Privéleven en overlijden

Op 8 maart 1963 zwenkte Anglin van New Due West Avenue af en belandde via een greppel van twaalf voet diep tegen een boom in Madison, Tennessee. De dood van Jack Anglin was een klap voor de countrymuziek-gemeenschap. Eerder die week kwamen vier andere leden van de Grand Ole Opry om bij een vliegtuigongeluk. Op de ochtend van zijn dood woonde Anglin eerst de gezamenlijke diensten van Cowboy Copas en Randy Hughes[4] bij, daarna het gedenkdienst voor Hawkshaw Hawkins voordat hij naar de kapperszaak ging om zich voor te bereiden op de herdenkingsdienst van Patsy Cline.
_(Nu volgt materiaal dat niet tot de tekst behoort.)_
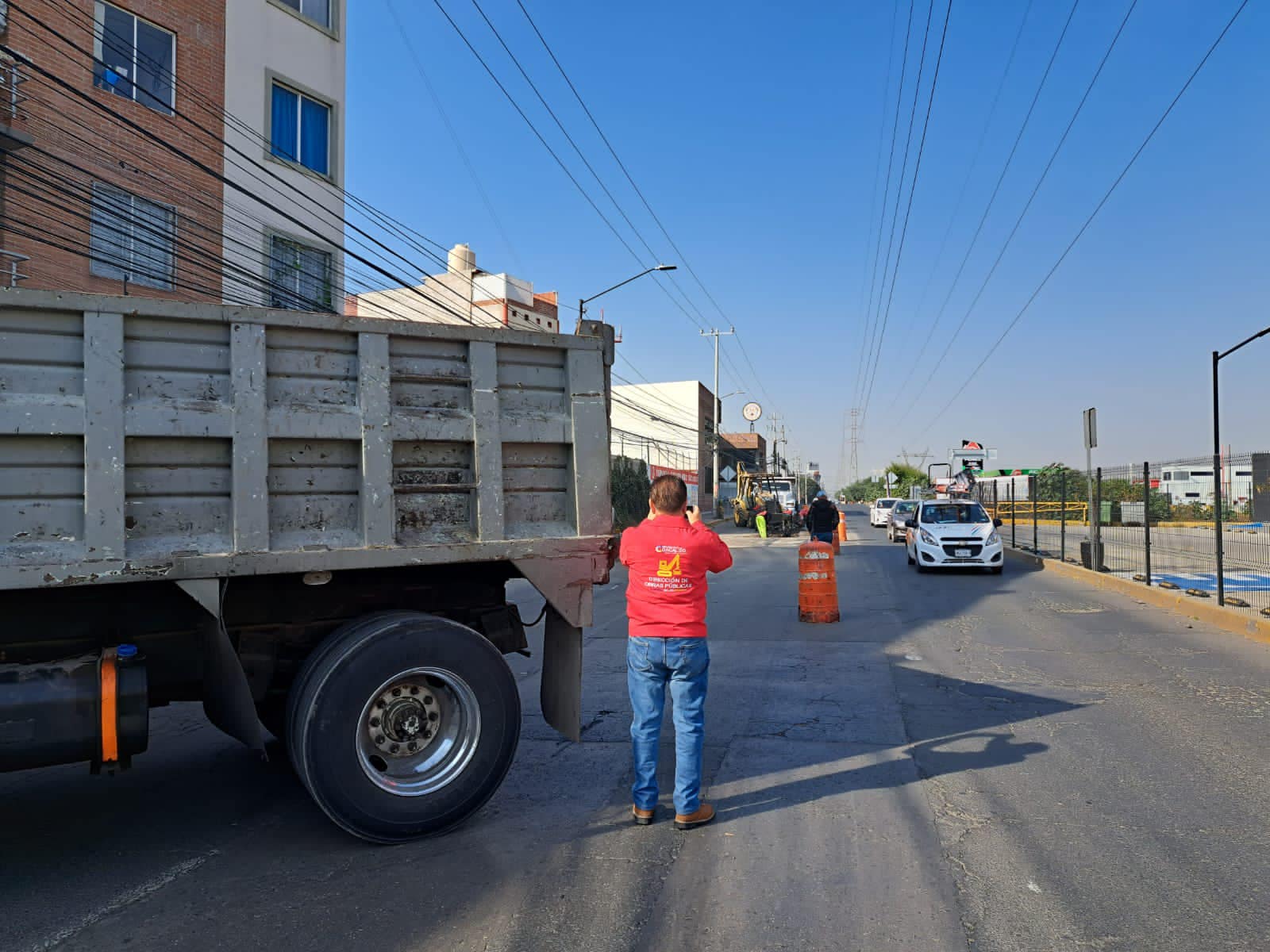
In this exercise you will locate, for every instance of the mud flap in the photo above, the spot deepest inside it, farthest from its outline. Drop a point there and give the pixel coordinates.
(560, 689)
(226, 693)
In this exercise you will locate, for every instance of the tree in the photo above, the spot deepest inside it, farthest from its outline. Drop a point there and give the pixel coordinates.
(1058, 482)
(905, 478)
(630, 488)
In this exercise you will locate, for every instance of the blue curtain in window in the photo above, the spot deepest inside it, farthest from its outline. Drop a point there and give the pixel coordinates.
(283, 125)
(314, 136)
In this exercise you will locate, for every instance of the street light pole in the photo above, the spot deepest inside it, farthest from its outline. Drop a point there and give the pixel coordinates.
(715, 333)
(1217, 463)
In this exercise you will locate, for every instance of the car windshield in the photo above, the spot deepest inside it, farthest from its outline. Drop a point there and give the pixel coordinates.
(952, 513)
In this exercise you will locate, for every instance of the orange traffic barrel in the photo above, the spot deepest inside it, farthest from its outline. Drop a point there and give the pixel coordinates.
(817, 583)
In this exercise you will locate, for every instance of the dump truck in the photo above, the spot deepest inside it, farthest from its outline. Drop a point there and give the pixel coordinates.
(304, 520)
(770, 495)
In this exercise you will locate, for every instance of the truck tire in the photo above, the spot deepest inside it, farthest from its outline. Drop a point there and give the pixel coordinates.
(402, 725)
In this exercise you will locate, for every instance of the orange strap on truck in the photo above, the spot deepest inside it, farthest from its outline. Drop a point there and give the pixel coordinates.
(110, 708)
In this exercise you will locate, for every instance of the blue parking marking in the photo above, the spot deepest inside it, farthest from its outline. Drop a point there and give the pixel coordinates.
(1206, 582)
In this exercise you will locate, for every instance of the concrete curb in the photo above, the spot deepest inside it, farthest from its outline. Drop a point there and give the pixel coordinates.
(1231, 620)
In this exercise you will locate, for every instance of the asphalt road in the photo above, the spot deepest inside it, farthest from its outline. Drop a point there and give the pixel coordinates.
(965, 762)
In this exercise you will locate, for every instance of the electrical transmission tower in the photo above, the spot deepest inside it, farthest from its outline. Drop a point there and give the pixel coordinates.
(855, 444)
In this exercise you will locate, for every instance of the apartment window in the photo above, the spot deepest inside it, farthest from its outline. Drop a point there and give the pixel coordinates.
(135, 59)
(300, 130)
(133, 238)
(315, 10)
(300, 276)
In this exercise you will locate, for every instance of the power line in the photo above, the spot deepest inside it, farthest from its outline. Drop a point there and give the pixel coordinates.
(1098, 209)
(1028, 205)
(912, 190)
(452, 131)
(891, 162)
(622, 165)
(1005, 169)
(962, 194)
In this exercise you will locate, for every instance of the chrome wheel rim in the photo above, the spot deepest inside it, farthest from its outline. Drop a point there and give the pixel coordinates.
(418, 731)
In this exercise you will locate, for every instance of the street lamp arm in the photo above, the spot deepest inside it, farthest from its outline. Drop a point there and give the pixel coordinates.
(1245, 343)
(656, 268)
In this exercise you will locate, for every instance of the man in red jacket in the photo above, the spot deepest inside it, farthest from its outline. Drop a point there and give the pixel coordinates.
(668, 556)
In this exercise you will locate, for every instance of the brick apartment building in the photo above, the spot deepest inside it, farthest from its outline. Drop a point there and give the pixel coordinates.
(116, 136)
(464, 294)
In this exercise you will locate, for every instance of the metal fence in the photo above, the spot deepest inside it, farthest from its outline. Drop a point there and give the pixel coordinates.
(1155, 522)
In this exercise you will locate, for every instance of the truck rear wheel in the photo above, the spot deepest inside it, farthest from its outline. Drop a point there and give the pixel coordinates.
(402, 725)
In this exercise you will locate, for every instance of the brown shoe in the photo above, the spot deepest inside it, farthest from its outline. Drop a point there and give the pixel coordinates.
(686, 822)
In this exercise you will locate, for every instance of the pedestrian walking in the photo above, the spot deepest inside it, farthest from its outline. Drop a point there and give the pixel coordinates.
(668, 556)
(822, 518)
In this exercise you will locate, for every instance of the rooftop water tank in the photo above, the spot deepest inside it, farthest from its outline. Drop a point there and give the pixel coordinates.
(463, 259)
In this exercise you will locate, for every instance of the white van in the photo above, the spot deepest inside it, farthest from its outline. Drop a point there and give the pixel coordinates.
(880, 509)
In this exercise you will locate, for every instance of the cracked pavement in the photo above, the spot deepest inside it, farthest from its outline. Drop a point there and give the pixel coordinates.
(965, 762)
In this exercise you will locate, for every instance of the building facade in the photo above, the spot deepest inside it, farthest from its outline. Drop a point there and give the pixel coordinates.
(285, 152)
(110, 186)
(129, 136)
(463, 295)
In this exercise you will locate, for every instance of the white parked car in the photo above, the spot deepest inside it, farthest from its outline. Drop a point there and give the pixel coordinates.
(899, 518)
(880, 509)
(952, 533)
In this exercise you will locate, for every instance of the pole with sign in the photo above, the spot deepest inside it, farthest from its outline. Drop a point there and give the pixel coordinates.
(1091, 440)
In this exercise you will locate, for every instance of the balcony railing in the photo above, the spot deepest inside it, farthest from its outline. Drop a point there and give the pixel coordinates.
(10, 82)
(10, 262)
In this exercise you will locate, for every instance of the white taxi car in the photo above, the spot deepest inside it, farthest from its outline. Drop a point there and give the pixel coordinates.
(949, 533)
(880, 509)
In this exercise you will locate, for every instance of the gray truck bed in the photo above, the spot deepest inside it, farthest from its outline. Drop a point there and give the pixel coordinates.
(143, 440)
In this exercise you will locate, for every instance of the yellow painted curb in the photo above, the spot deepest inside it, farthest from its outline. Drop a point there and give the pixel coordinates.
(1231, 620)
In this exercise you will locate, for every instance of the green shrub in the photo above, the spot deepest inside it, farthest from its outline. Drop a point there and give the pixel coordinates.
(630, 489)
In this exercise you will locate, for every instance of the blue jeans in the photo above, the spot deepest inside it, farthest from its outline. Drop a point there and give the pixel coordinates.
(685, 663)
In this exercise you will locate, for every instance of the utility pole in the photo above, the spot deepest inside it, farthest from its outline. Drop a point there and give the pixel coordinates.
(715, 333)
(855, 444)
(776, 441)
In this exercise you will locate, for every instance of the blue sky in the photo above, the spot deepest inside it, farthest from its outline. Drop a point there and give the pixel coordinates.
(755, 135)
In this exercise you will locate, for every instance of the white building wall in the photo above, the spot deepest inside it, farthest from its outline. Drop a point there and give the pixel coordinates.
(264, 41)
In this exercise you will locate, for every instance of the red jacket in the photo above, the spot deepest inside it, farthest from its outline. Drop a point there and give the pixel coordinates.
(668, 560)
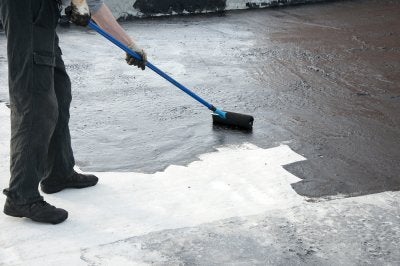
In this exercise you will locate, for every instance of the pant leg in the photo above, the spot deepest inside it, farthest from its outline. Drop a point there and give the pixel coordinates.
(60, 158)
(30, 29)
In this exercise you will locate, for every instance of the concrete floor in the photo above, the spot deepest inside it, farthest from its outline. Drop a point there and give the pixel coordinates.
(322, 79)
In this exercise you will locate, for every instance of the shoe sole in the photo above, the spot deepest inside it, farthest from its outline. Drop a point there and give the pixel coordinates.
(60, 188)
(56, 221)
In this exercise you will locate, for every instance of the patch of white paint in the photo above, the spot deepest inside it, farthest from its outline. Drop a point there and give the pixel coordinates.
(235, 181)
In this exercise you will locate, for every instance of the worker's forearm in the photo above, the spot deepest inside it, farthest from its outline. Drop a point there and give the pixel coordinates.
(105, 19)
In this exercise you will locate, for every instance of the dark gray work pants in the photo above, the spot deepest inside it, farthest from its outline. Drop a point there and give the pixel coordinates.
(40, 97)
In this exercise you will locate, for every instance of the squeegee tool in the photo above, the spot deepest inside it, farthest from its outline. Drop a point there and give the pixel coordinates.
(219, 116)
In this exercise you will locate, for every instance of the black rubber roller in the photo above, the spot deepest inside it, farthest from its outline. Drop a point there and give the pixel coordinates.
(234, 120)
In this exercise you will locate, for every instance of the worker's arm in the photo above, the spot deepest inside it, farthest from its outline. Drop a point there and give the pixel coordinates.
(106, 20)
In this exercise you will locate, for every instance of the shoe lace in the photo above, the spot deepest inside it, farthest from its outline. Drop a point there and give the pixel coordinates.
(40, 204)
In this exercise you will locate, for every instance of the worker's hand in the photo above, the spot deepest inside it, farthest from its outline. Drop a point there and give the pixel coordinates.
(78, 12)
(133, 61)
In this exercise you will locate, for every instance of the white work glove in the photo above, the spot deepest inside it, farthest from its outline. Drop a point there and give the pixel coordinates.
(78, 12)
(133, 61)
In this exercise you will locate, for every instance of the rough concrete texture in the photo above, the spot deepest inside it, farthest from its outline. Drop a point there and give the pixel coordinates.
(323, 78)
(232, 207)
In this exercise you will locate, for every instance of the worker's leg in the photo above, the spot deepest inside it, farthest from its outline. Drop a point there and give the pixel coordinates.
(30, 29)
(61, 161)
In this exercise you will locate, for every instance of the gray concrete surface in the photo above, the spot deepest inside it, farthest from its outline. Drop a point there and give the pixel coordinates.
(324, 78)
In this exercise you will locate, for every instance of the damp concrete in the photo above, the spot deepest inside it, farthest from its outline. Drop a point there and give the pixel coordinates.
(323, 79)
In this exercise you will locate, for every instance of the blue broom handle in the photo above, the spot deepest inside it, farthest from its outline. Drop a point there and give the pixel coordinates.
(155, 69)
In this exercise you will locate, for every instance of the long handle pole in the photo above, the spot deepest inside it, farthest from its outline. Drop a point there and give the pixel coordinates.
(156, 69)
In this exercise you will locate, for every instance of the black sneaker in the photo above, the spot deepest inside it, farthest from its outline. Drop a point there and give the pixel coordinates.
(39, 211)
(75, 181)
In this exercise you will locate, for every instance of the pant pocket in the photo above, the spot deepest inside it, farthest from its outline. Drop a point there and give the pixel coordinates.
(37, 7)
(44, 13)
(43, 72)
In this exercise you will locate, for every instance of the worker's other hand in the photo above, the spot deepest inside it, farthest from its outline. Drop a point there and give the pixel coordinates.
(136, 62)
(78, 12)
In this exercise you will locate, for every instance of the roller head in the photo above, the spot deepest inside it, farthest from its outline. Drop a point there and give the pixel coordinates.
(234, 120)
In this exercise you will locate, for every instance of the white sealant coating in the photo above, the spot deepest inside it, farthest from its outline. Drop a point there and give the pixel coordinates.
(235, 181)
(232, 182)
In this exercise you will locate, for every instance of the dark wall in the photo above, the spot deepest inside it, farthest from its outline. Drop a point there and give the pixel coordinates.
(279, 3)
(150, 7)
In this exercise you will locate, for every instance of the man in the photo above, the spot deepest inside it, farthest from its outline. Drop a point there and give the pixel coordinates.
(40, 96)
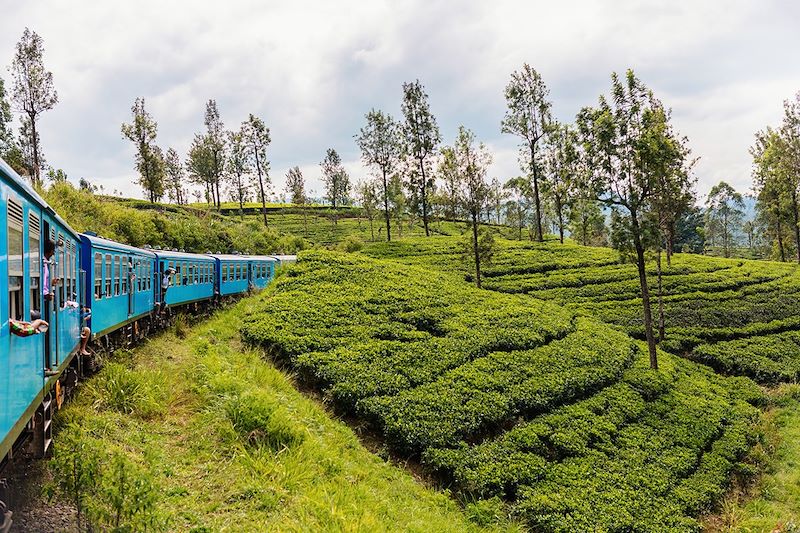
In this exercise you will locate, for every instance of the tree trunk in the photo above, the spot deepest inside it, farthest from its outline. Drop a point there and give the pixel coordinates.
(424, 198)
(263, 194)
(539, 234)
(37, 171)
(560, 220)
(475, 249)
(796, 223)
(386, 208)
(660, 298)
(648, 317)
(780, 238)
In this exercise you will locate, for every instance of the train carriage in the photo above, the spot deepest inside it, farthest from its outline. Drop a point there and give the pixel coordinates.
(119, 287)
(232, 274)
(31, 366)
(262, 270)
(194, 277)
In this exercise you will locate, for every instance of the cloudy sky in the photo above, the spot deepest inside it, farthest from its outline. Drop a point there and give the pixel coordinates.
(312, 70)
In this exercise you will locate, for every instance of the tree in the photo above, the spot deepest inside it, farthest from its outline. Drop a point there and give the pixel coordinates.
(174, 174)
(380, 147)
(7, 142)
(725, 213)
(238, 167)
(142, 131)
(528, 117)
(472, 162)
(621, 141)
(296, 187)
(367, 194)
(561, 160)
(517, 207)
(56, 175)
(336, 180)
(33, 92)
(448, 171)
(258, 138)
(200, 165)
(421, 139)
(216, 146)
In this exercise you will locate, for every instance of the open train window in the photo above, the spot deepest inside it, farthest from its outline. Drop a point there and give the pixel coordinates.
(15, 251)
(98, 276)
(117, 273)
(108, 276)
(34, 234)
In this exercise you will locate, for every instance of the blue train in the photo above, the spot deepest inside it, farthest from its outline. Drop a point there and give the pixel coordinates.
(50, 272)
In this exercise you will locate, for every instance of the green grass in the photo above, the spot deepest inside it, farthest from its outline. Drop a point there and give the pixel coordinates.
(772, 504)
(506, 396)
(217, 439)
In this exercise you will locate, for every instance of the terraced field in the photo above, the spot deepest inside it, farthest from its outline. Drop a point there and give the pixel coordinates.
(530, 405)
(740, 317)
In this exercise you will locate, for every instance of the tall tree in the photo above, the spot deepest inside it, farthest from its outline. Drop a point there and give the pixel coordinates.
(216, 145)
(296, 187)
(238, 167)
(725, 213)
(448, 171)
(472, 162)
(618, 137)
(380, 145)
(770, 185)
(200, 166)
(367, 194)
(174, 173)
(561, 160)
(336, 180)
(422, 138)
(529, 117)
(33, 91)
(142, 131)
(517, 207)
(258, 138)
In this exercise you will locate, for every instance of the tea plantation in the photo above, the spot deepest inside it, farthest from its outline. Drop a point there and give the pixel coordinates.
(740, 317)
(508, 398)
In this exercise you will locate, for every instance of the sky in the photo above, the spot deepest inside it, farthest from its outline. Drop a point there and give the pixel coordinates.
(312, 69)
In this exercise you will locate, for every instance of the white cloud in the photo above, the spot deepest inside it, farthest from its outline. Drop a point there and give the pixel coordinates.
(312, 69)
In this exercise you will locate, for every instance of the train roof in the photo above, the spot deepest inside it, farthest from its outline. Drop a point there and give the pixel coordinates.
(231, 257)
(107, 244)
(188, 256)
(26, 189)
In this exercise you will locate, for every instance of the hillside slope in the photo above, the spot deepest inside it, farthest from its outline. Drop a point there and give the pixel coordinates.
(509, 397)
(740, 317)
(194, 432)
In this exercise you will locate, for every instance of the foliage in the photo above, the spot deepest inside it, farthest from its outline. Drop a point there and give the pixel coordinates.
(507, 397)
(33, 93)
(142, 131)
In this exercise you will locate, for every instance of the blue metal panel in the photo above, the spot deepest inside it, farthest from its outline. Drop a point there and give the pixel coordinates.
(23, 359)
(120, 297)
(193, 280)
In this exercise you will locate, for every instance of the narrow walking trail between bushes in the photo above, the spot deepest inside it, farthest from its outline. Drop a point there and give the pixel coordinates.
(194, 431)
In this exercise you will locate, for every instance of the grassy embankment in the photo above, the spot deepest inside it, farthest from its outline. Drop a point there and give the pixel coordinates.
(196, 432)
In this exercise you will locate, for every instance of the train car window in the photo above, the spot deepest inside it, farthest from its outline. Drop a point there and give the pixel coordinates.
(98, 276)
(61, 254)
(117, 272)
(34, 232)
(15, 267)
(108, 276)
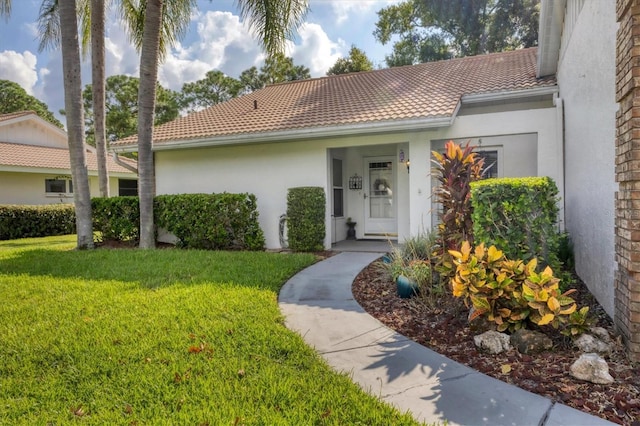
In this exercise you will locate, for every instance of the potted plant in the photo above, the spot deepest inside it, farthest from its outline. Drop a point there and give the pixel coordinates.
(351, 232)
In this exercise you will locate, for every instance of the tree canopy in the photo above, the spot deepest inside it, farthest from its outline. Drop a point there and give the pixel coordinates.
(431, 30)
(122, 107)
(355, 62)
(13, 98)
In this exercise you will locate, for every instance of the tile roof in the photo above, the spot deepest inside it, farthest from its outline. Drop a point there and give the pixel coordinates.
(11, 115)
(426, 91)
(19, 155)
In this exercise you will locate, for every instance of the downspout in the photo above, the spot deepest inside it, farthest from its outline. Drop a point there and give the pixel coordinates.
(119, 162)
(558, 102)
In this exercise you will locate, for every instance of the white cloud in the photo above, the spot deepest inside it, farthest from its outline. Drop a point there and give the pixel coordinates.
(20, 68)
(316, 50)
(344, 8)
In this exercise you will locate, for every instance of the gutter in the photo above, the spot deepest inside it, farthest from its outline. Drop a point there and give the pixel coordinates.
(306, 133)
(505, 96)
(121, 163)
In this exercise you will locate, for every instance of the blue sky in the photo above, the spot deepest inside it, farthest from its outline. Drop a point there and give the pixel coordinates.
(216, 39)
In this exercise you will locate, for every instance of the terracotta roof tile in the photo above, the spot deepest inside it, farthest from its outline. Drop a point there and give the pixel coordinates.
(429, 90)
(19, 155)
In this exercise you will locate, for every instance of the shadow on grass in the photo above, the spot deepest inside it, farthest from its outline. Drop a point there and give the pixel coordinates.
(157, 268)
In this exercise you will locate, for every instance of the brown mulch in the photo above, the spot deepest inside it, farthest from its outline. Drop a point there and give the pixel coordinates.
(444, 328)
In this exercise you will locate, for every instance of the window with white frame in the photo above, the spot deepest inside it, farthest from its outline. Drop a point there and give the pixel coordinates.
(58, 185)
(338, 190)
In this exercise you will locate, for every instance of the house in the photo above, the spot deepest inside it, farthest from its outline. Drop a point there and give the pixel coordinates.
(568, 109)
(35, 166)
(365, 138)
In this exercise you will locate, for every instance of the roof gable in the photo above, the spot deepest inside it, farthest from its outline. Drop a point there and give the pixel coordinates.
(428, 91)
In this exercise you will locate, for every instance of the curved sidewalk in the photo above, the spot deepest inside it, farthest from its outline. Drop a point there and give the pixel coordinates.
(319, 305)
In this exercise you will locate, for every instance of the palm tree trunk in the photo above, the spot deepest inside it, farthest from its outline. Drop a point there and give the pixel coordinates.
(98, 89)
(75, 121)
(149, 58)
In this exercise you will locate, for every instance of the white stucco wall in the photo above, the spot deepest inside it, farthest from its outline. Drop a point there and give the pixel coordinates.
(268, 170)
(586, 76)
(29, 188)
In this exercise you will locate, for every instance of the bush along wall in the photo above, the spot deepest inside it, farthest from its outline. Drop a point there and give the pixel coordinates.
(306, 208)
(519, 216)
(116, 218)
(211, 221)
(18, 221)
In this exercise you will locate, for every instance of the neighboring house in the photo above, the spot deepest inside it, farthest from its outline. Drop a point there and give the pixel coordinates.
(366, 138)
(35, 166)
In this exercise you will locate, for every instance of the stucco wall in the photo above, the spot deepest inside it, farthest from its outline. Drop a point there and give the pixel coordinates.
(586, 76)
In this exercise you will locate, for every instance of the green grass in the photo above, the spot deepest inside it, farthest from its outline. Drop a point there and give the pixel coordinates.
(160, 337)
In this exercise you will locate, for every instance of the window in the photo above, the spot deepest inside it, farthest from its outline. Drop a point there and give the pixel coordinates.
(338, 190)
(127, 187)
(58, 186)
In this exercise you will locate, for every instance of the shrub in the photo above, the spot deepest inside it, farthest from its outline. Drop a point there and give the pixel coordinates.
(116, 218)
(211, 221)
(20, 221)
(518, 215)
(511, 293)
(305, 218)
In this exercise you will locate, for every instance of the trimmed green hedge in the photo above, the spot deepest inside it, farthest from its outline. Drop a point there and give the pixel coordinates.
(518, 216)
(305, 218)
(21, 221)
(116, 218)
(211, 221)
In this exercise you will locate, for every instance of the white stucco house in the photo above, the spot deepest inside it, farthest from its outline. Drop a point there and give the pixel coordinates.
(35, 166)
(365, 138)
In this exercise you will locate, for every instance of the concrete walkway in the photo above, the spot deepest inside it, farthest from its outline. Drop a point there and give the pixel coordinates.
(318, 304)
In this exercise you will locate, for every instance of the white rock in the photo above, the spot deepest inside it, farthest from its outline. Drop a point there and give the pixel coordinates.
(592, 368)
(492, 342)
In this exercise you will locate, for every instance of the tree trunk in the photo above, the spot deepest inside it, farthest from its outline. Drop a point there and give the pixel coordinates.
(98, 88)
(75, 121)
(149, 58)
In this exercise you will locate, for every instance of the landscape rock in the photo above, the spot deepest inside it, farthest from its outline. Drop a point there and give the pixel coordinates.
(530, 342)
(598, 343)
(592, 368)
(492, 342)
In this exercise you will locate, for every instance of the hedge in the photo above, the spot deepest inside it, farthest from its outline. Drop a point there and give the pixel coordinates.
(519, 216)
(211, 221)
(305, 218)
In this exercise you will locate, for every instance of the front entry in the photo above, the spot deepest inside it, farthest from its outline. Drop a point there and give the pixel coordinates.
(380, 209)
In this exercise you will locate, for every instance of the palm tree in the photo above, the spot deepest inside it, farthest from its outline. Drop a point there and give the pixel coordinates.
(272, 21)
(75, 120)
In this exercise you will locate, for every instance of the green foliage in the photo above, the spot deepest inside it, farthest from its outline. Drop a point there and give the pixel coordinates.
(356, 61)
(121, 109)
(519, 215)
(431, 30)
(306, 208)
(215, 88)
(116, 218)
(13, 98)
(18, 221)
(454, 170)
(276, 69)
(211, 221)
(511, 293)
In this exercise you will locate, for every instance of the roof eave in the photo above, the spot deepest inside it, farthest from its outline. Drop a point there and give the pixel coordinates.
(549, 36)
(510, 95)
(304, 133)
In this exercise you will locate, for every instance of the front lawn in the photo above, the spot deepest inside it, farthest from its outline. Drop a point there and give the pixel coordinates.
(160, 337)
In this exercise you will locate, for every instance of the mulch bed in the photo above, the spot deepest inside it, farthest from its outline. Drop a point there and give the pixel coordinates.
(444, 328)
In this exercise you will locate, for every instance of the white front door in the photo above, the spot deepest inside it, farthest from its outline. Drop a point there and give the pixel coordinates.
(379, 198)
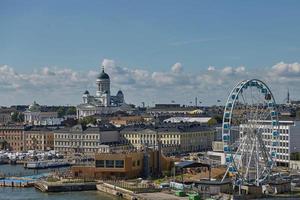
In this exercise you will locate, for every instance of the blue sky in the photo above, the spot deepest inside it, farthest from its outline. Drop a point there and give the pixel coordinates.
(147, 35)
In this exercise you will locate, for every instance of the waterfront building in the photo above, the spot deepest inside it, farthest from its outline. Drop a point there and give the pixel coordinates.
(175, 138)
(126, 120)
(172, 109)
(34, 116)
(129, 164)
(103, 102)
(5, 115)
(38, 138)
(289, 140)
(84, 139)
(13, 137)
(187, 119)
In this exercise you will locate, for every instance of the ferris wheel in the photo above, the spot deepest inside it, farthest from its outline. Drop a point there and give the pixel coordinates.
(250, 114)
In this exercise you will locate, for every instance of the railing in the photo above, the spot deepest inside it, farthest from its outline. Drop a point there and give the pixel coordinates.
(132, 186)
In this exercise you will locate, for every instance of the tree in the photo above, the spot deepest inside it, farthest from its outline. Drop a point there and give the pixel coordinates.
(87, 120)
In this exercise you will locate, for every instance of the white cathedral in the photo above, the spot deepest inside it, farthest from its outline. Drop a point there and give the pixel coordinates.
(102, 102)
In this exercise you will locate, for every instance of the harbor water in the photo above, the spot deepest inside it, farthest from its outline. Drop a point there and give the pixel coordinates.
(14, 193)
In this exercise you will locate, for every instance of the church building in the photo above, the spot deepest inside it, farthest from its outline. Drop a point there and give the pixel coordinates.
(103, 102)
Het was het kapsel dat ervoor zorgde dat Jack Anglin te laat was, waardoor hij zich ging haasten om op tijd bij Cline te zijn, waardoor hij te hard ging rijden en de controle over zijn voertuig verloor. Jack Anglin overleed aan de gevolgen van een schedelbreuk. Anglin werd begraven in Goodlettsville op dezelfde begraafplaats als Cowboy Copas. In zijn memoires By The Seat of my Pants uit 1993, beweerde muzikant Buddy Killen[5] dat Jack Anglin de tegenovergestelde richting van de begrafenis opging en niet overleed bij het ongeval. Er is nooit bewijs geleverd om zijn bizarre bewering te ondersteunen. Jack liet zijn jonge zoon Terry en vrouw Louise achter. Twee weken voor zijn dood hadden Jack Anglin en Johnnie Wright twee nieuwe nummers uitgebracht die ze hoopten snel uit te kunnen brengen. Na zijn dood opende zijn familie in 1983 een museum ter ere van zijn muzikale nalatenschap op Old Hickory Boulevard. Aan het eind van de twintigste eeuw werden twee van Jack Anglins liedjes gebruikt als soundtracks voor de televisieprogramma's The Marty Stuart Show en God's Bloody Acre-Kitty Wells.